The workers also want “full employment”. Here they come up against the cruel truth about capitalism. The employers have paid off hundreds of thousands of workers because at present selling prices and costs of production (including wages) they cannot make a profit. If they saw the prospect of a profit they would re-engage them to-morrow. From the employers’ point of view, the solution lies in raising their selling prices, or reducing costs, including wages, or cutting their total costs by getting the same amount of work out of fewer workers. All of this is subject to the overriding condition that the goods produced can be sold, and at the present time world markets are shrinking and competitors abroad are also trying to cut their costs.

Would any of the various forms of controls of prices and wages avoid depressions? The answer is that every possible variety has been tried and failed. It may be hard to accept but is nevertheless true that there are no ways to prevent capitalism from behaving in accordance with its own economic laws. 

Capitalism drives and presses us all to buy to the limits of our means, and offers devices by which those limits may be apparently stretched. But the pressure must never be yielded-to by an inch beyond the limits. The point of marketing, after all, is not that goods shall be distributed but that they are paid for. He who, lured and compelled by deferred terms or slashed deposits or simple needs, fails to meet his money commitment is as far as possible prevented for the future from buying on those terms again. Morally condemned as well, for violating the golden capitalist rule that everything has its price. Most people under capitalism exist in desperation, hair-breadths away from financial calamity. 

There is a socialist alternative to capitalism. The Socialist Party is not Utopian. We know that such a system is possible. Everything necessary is present save one thing: a desire on your part to have such a system.

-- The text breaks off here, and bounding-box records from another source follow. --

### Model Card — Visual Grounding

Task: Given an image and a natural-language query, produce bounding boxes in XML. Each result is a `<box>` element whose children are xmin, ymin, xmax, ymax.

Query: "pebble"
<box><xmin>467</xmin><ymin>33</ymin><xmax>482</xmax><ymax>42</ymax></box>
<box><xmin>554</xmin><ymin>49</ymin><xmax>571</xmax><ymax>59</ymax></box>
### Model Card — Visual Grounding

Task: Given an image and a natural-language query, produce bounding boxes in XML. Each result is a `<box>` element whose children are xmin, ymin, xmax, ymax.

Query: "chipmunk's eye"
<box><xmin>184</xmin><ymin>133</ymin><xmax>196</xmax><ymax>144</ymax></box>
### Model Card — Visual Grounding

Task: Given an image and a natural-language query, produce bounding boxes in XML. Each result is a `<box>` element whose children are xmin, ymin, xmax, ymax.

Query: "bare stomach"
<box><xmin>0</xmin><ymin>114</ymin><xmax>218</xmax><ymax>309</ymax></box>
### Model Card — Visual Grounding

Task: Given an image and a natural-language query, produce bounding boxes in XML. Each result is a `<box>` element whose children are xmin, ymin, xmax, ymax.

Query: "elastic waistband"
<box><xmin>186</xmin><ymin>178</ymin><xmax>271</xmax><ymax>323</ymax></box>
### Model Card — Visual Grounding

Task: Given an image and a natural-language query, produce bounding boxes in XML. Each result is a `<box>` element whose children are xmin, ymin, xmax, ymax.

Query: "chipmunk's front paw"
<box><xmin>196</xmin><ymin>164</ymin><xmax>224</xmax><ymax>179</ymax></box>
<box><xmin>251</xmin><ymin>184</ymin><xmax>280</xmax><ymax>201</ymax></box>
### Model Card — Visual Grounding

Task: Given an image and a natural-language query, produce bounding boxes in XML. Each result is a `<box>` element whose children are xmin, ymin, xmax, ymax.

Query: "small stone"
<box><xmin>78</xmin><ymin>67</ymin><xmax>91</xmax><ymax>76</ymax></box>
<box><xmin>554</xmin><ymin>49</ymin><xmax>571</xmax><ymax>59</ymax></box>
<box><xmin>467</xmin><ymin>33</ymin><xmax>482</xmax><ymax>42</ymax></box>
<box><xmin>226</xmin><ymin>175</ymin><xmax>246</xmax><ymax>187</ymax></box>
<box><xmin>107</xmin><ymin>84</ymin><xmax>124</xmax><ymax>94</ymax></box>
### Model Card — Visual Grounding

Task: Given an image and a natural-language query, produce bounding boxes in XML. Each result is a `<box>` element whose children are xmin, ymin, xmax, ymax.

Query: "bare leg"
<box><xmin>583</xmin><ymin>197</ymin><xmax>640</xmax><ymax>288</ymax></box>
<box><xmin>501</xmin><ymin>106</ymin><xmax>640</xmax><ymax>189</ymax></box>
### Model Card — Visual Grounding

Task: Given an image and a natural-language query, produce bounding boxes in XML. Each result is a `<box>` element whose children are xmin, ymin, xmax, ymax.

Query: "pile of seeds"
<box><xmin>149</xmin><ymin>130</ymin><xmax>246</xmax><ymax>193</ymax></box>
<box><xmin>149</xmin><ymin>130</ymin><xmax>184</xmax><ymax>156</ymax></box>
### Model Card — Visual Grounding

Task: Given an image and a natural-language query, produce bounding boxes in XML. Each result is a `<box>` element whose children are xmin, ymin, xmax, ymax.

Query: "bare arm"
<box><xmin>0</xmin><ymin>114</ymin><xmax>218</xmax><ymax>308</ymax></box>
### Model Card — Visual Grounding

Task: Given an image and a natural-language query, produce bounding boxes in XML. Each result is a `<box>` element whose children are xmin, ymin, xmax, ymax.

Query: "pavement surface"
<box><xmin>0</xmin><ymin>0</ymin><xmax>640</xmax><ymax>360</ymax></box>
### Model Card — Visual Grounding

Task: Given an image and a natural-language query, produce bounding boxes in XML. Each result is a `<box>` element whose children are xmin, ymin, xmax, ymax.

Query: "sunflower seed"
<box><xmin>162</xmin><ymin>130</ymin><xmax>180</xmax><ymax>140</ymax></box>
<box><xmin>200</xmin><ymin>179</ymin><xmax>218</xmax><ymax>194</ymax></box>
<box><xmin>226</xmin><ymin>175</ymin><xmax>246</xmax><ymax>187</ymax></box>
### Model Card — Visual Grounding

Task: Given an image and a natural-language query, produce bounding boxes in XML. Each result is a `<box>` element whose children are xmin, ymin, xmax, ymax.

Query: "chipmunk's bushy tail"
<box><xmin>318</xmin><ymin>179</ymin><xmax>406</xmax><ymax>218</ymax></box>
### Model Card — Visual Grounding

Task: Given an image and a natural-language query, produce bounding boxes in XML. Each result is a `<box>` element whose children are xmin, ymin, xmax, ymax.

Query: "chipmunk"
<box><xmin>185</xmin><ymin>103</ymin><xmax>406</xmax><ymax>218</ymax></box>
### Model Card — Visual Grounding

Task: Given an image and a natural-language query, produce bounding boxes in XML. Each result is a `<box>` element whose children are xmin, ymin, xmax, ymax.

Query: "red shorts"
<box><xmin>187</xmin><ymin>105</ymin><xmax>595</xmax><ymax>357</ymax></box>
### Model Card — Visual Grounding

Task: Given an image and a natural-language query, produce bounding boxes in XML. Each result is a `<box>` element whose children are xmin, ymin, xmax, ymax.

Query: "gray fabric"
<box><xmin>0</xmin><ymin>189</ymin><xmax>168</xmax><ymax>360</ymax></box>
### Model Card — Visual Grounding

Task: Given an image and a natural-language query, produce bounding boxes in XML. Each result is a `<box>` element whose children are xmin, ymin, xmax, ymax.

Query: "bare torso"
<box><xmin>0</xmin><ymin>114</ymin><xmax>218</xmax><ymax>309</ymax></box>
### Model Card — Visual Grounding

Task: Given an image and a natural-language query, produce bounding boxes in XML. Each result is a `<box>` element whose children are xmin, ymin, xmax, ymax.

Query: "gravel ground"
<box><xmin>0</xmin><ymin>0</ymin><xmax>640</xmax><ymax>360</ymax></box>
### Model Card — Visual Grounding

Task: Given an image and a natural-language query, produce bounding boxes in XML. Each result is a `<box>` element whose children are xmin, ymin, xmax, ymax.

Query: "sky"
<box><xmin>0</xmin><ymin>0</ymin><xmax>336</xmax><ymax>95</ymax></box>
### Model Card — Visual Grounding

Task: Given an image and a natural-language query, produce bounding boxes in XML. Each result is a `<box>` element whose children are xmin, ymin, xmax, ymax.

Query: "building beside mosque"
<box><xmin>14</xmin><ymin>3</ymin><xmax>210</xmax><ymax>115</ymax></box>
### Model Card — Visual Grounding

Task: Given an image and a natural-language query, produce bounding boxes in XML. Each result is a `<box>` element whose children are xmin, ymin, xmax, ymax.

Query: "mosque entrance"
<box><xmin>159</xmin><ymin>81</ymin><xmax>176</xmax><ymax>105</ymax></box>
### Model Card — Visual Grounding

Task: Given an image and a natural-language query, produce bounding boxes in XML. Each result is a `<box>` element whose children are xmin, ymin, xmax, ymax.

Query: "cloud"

The Socialist Party does not exist to campaign for petty reforms within the capitalist system. We are a tool by which the working class can use to gain control of the machinery of government. Once in control, the workers can use this machine to dispossess the capitalist class by declaring all the means of life the common property of all society. This will allow the workers to take over the industries and to keep production going in the ways they will have worked out beforehand.  As soon as the last capitalist has been dispossessed then classes will have ceased to exist. It will no longer make sense to speak of a working class and a capitalist class. Everybody, including the ex-capitalists, will have the same status as free producers. Not that things will immediately be startlingly different from what they were before. Production will have to be kept going. Although such jobs as checkout cashiers would disappear, engineers would remain engineers and, perhaps, railway workers, railway workers and so on.  The conversion of the means of life from the private property of an exploiting class to the common property of society will establish the framework within which can be solved once and for all the problems which the working class face today precisely because they are the working class. Even today we can see that the world is quite capable of producing enough for everybody if only production were arranged with this object in mind. Socialism will allow this to happen. Mankind will have control over the means of production to use them as society think fit. Under capitalism there can be no genuine planning as the market is the real king. Firms turn out goods and hope the market will absorb them. Socialist society will estimate what will be needed in advance and then produce it. Allowances for changes in taste and natural disasters can be made by producing more than is needed as a kind of guarantee. The abolition of private property and the conversion of the means of life into the common property of mankind will allow society to set about tackling questions of economic organisation in a scientific way. As soon as the capitalist system has been abolished money become redundant as soon as common ownership has been established.